Cheap VPS & Xen Server


Residential Proxy Network - Hourly & Monthly Packages

Using Solr With TYPO3 On Debian Wheezy


TYPO3’s default search extension called “Indexed Search” is fine for small web sites, but if your web site is bigger (> 500 pages), it is getting very slow. Fortunately, you can replace it with a search extension that uses the ultra-fast Apache Solr search server. This tutorial explains how to use Apache Solr with TYPO3 on Debian Wheezy.

I do not issue any guarantee that this will work for you!

 

1 Preliminary Note

In this tutorial I’m using two servers:

  • server1.example.com (IP: 192.168.0.100): web server where the TYPO3 4.7 Introduction package is installed (in the www.example.com vhost).
  • server2.example.com (IP: 192.168.0.101): separate server where I will install Apache Solr.

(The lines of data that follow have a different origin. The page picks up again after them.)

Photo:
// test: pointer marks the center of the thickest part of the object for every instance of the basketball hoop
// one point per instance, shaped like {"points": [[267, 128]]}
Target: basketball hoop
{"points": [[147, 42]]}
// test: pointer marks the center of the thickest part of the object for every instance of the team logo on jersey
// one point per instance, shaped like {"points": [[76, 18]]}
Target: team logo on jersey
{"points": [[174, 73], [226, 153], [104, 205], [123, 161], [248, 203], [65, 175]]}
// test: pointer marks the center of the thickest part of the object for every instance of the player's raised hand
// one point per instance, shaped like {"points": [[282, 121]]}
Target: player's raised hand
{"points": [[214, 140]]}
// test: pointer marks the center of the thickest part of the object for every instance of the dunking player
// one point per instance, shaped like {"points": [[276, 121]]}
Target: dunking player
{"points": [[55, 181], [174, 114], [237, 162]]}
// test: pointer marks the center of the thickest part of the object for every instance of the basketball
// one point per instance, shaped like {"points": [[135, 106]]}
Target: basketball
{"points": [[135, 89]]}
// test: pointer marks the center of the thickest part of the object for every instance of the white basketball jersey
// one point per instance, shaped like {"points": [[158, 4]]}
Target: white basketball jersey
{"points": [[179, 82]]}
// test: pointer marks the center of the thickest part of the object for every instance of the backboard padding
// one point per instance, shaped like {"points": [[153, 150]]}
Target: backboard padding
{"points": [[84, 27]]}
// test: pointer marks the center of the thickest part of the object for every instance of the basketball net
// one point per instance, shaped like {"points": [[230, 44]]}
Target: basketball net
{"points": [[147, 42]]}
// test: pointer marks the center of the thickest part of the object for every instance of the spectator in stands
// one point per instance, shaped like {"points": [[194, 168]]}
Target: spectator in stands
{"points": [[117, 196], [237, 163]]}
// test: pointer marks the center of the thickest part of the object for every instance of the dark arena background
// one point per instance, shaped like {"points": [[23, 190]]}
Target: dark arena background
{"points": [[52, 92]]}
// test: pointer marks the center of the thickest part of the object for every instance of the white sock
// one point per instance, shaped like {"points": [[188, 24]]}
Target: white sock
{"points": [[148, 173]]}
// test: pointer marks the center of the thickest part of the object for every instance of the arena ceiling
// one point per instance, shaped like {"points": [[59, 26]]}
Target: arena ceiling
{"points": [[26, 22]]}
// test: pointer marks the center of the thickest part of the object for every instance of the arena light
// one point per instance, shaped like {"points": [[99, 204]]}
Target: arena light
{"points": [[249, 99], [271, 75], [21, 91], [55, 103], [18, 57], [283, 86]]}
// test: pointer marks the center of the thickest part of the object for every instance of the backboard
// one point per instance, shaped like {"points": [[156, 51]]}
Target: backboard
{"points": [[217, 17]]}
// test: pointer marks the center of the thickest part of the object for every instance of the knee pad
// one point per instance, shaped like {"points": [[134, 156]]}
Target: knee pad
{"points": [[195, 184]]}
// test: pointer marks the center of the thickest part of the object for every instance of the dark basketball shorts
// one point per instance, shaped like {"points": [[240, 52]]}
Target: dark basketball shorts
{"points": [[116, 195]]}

Of course, it’s possible to install Solr on the same system as the web server; however, I’d like to split up both services so that they do not impact each other’s performance.

 

2 Installing Solr

server2.example.com:

First install Java:

apt-get install openjdk-6-jdk openjdk-6-jre unzip

update-alternatives –config java
update-alternatives –config javac

The TYPO3 project provides a Solr installation script which we download as follows:

wget http://forge.typo3.org/projects/extension-solr/repository/revisions/master/raw/resources/shell/install-solr.sh
chmod 755 install-solr.sh

Next check what the current Apache Tomcat 6 version is by visiting http://tomcat.apache.org/download-60.cgi. At the time of this writing it was 6.0.37. Now open install-solr.sh

vi install-solr.sh

… and make sure that the TOMCAT_VER variable holds the correct version number – if necessary, change it:

[...]
TOMCAT_VER=6.0.37
[...]

Now we install Solr. By default (if you don’t provide any languages as parameters), Solr is installed with support for the English language only; if you need support for more languages, just append them to the command, e.g. like this:

./install-solr.sh german english french

This installs a Tomcat server (where Solr is run on) and Solr. By default, Tomcat listens on 127.0.0.1 only; because we want to access Solr from a remote host, we must configure Tomcat to listen on all interfaces, therefore we replace 127.0.0.1 with 0.0.0.0 in /opt/solr-tomcat/tomcat/conf/server.xml:

vi /opt/solr-tomcat/tomcat/conf/server.xml

[...]
    <Connector port="8080" protocol="HTTP/1.1"
               maxHttpHeaderSize="65536"
               connectionTimeout="20000"
               redirectPort="8443"
               address="0.0.0.0"
               URIEncoding="UTF-8" />
[...]

Restart Tomcat:

/opt/solr-tomcat/tomcat/bin/shutdown.sh
/opt/solr-tomcat/tomcat/bin/startup.sh

Next we can configure cores in Solr. By default, an English core is already configured; if you need more languages, you can add them to /opt/solr-tomcat/solr/solr.xml, e.g. like this:

vi /opt/solr-tomcat/solr/solr.xml

<?xml version="1.0" encoding="UTF-8" ?>
<solr persistent="true">
        <cores adminPath="/admin/cores" shareSchema="true">
                <core name="core_en" instanceDir="typo3cores" schema="english/schema.xml" dataDir="data/core_en" />
                <core name="core_de" instanceDir="typo3cores" schema="german/schema.xml" dataDir="data/core_de" />
                <core name="core_fr" instanceDir="typo3cores" schema="french/schema.xml" dataDir="data/core_fr" />
        </cores>
</solr>

Restart Solr afterwards:

/opt/solr-tomcat/tomcat/bin/shutdown.sh
/opt/solr-tomcat/tomcat/bin/startup.sh

Because we don’t want to start Tomcat manually each time the server is booted, we can add the Tomcat startup command to /etc/rc.local:

vi /etc/rc.local

[...]
/opt/solr-tomcat/tomcat/bin/startup.sh
[...]

2.1 Adding Authentication To Solr

Because Solr is listening on all interfaces, it is a good idea to add authentication to it. I will now configure the user user1 with the password secret for the English core.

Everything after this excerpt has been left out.